WORKING ANGLES : Histoire d'une archive en 14 images et 2 dates:

Juin 2011

L'Union de l’Europe Occidentale (UEO) fut jusqu’à cette date une organisation de défense et de sûreté, aux fonctions équivalentes à celles de l’OTAN, mais dont les membres étaient tous européens. À l'expiration des cinquante ans du traité de Bruxelles, l’Angleterre exerce en premier son droit de dénonciation du traité. La dissolution de l’UEO est officialisée pour le 30 Juin 2011. J’obtiens avant cette date l’autorisation d’initier une prise de vue au sein du bâtiment parisien de l’UEO.
Dans ce contexte de liquidation des structures et de plan social, je découvre les lieux pour la première et dernière fois, alors que toutes les activités politiques qui s’y déroulaient jusqu’à présent viennent de s’arrêter et que les bureaux sont entrain d’être vidés.

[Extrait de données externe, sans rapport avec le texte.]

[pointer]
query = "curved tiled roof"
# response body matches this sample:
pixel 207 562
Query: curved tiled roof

Mon autorisation n’est valable que pour 4 heures durant lesquelles je peux circuler librement dans cette sorte de décor de théâtre dont les acteurs viendraient de se retirer de la scène.
J’ai pris le parti de me concentrer moins sur la singularité manifeste du lieu, (accès sécurisé, salles de conférences) et plus sur son occupation. C’est à dire, à la manière d’un archéologue, de fouiller dans le visible de cette désertion. Par là même, de regarder comment ces personnes parties avait pu résister à la pesanteur du lieu, comment elles étaient parvenues, malgré tout le contexte calfeutré et ultra-sécurisé de cet espace lié à la défense, à apporter avec elles, sur leur lieu de travail, une forme de banalité, de poussière. Entre l’aspect exceptionnel du lieu et finalement sa grande banalité, cette tension a suscité mon intérêt dans ce qu’il laissait à voir une fois destitué de ses fonctions. Je n’ai plus touché ensuite à ces images, au point de les oublier.

Juin 2016

Le 23 juin 2016, les britanniques décident de sortir de l’Union Européenne, le Brexit est voté. Je décide de retourner alors dans mes archives, puisque ce référendum vient d’en modifier la valeur documentaire. Je remarque avoir pris un certain nombre de photographies d’angles. Ce sont principalement ces images que je décide de sélectionner car elles s'opposent à une certaine objectivité photographique, théorisée notamment par le couple Bernd et Hilla Becher qui systématiquement adoptaient un point de vue frontal. Quelle est alors la frontalité d'un angle puisque comme plis il réunit deux pans qui ont chacun par définition une frontalité propre? À l'instar du lieu qui avait perdu sa fonction et basculait vers une architecture sans usage, je souhaitais me tenir à la limite d'un point de vue photographique et documentaire, aux frontières d'une théorie et d'une esthétique que j'avais pourtant admirées

« Ou bien on saisit, et nous sommes dans le monde du visible, dont une description est possible (…) ou bien on ne saisit pas, et nous sommes dans la région de l’invisible, dont une métaphysique est possible. (…) Il y a pourtant une alternative à cette incomplète sémiologie. Elle se fonde sur l’hypothèse générale que les images ne doivent pas leur efficacité à la seule transmission de savoirs – visibles, lisibles ou invisibles -, mais qu’au contraire leur efficacité joue constamment dans l’entrelacs, voir l’imbroglio de savoirs transmis et disloqués, de non-savoirs produits et transformés »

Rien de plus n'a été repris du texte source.